Directed by David Slade
Written by Brian Nelson
Starring Patrick Wilson and Ellen Page
A teenage girl raids a man’s home, suspecting he is a pedophile, in order to expose him.
Remember when horror films had a clear victim and villain? Director, David Slade, is clearly against pedophilia, but I’m not sure if the same can be said about sadomasochistic behavior. The film focuses on a 14-year-old girl who meets a suspected predator in a chat room and ultimately entraps him. The film raises some morally conflicted issues, at least it did for me. Pedophilia is worse than necrophilia in my opinion. I don’t believe anyone would pity a child predator, but what if he’s never hurt anyone or followed through with his underage compulsions? Hard Candy asks these questions and raises many more.
Patrick Wilson and Ellen Page are brilliant in this cat-in-mouse horror thriller. Wilson portrays, Jeff, a charming photographer that meets 14-year-old Hayley (Page) in a chat room. The two agree to meet in the safety of the public for their first date. The flirtation is heavy from both sides, an activity that almost made me break out in flop sweat. Jeff invites Hayley to join him back at his apartment, and she agrees. No one mentions having sex anytime before they arrive back at the apartment, but the anticipation of this ugly act literally made me squirm from the comfort of the couch. After reading the synopsis, I was hyper-alert for Hayley to engage her predator trap. When she steps outside the bright-eyed innocence of her teen character and into the real “Hayley”, that’s when this film got its hooks in me.
After chugging some Screwdrivers, the couple begins to get along with less restraint. Wait. Remember, she’s there to lure or entrap Jeff, so be prepared. The next hour of the film is a never-ending torrent of trauma, u-turns, and fake out punches. I was thrilled to make it to the last scene of a film without calling the paper-thin plot. I was guessing until the credits rolled.
It becomes clear that Hayley isn’t who she says she is. Jeff begs for mercy because he would have you believe he isn’t some fiendish monster. Is the pedophile telling the truth? Is Hayley the real monster in this apt tension and release thriller? Hard Candy drives the viewer through several twists and plunging drop-offs before it settles on the truth.
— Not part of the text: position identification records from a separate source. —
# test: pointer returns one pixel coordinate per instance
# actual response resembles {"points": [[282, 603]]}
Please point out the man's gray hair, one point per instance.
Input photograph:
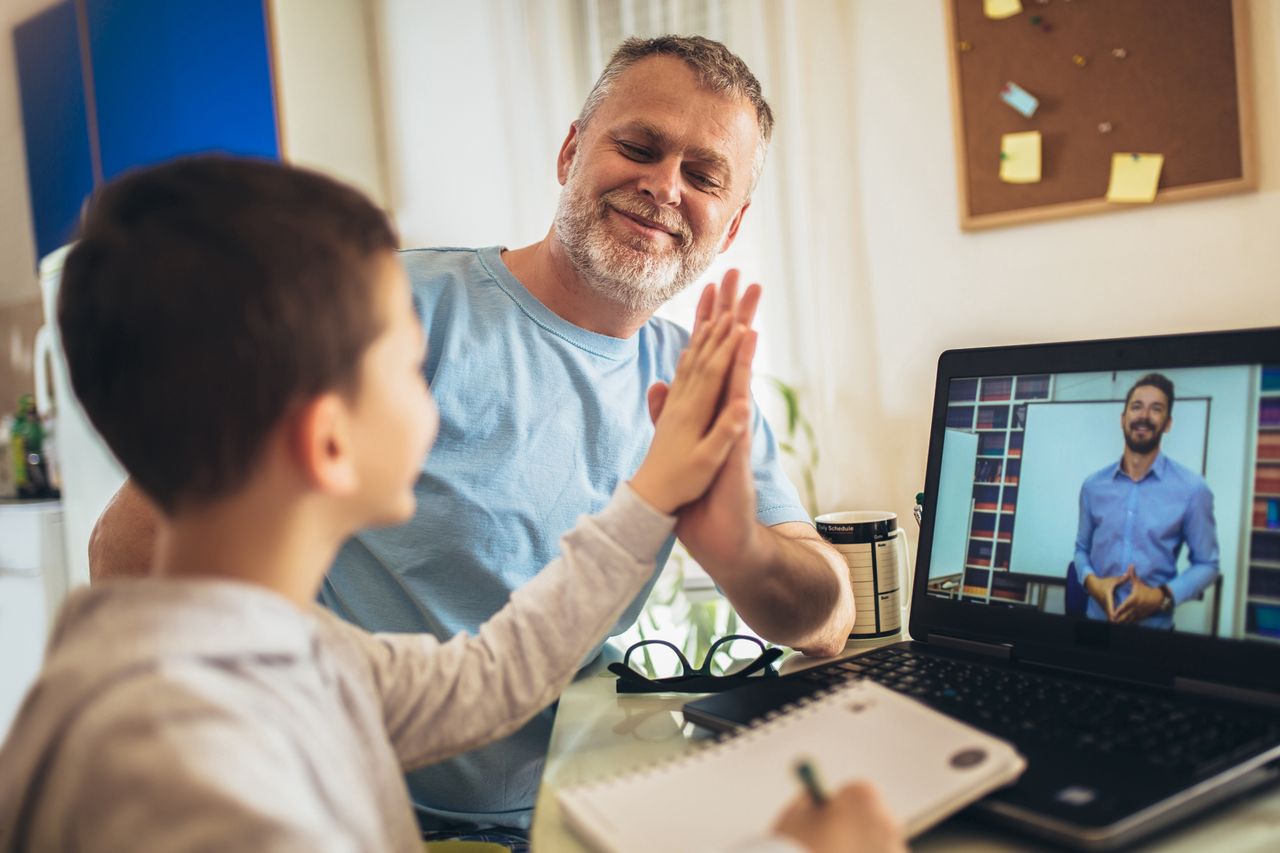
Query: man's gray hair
{"points": [[717, 68]]}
I watch a lot of films and I can call a Chekov’s gun within the opening moments; that’s not a back door brag, that’s simply a statement about the volume I watch. It’s also a sad statement about lazy-ass storytelling.
When Jeff and Hayley take the masks off, their real images’ will drop your jaw. I had to flip-flop several times, reneging on my assumptions of guilt and moral superiority. There are few horror films I would rate as perfect, and this is now among that top-tier of film making excellence. Don’t watch this if you’re a wuss. You will regret it.